Когда щит полыхнул, Альма как раз была на крыльце. Сердце зашлось в быстром темпе, руки почему-то задрожали. Подобрав подол платья, она помчала к воротам, представляя, как обнимет, поцелует, прижмет к себе, как не выпустит ни на секунду, даже в столовой, в ванной, в конюшню отправится следом.
Когда девушка достигла ворот, они со скрежетом открывались. Первой показалась морда лошади. Грузной, тяжеловесной, не той, которой верен был Ринар, а потом…
— Гелин…
Альма выдохнула, не в силах промолвить и слова. Она так долго не видела своего учителя, товарища, немного отца. Так сильно по нему скучала. Чувствовала себя настолько виноватой перед ним. А он сам приехал… Ее смешливый усач, непревзойденный рассказчик, язва, способный поддеть, суровый учитель. Ее Аргамон.

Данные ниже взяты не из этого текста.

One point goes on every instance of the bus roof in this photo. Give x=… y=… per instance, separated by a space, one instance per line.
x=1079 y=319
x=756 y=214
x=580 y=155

— Ну что же ты, гелин, стала важной леди и даже не обнимешь старика? — мужчина передал лошадь стражам ворот, а сам раскрыл объятья, делая еще один шаг в сторону застывшей девушки со стоящими в глазах слезами.
— Аргамон! — она помчала навстречу, почувствовала, как руки наставника смыкаются за спиной, а потом позорно расплакалась. Плакала так, чтоб он не мог уличить ее, уткнувшись в жилет, навзрыд, чувствуя себя нашкодившим ребенком, прощеным родителями.
Она долго не могла успокоиться, бесконечно извинялась за то, что не отвечала на письма, что не приезжала и к себе не звала. Призналась, что очень боялась в один день узнать, что его уже нет, а она… Она рвала тогда с прошлым и больше всего жалела именно о том, что он тоже часть того прошлого.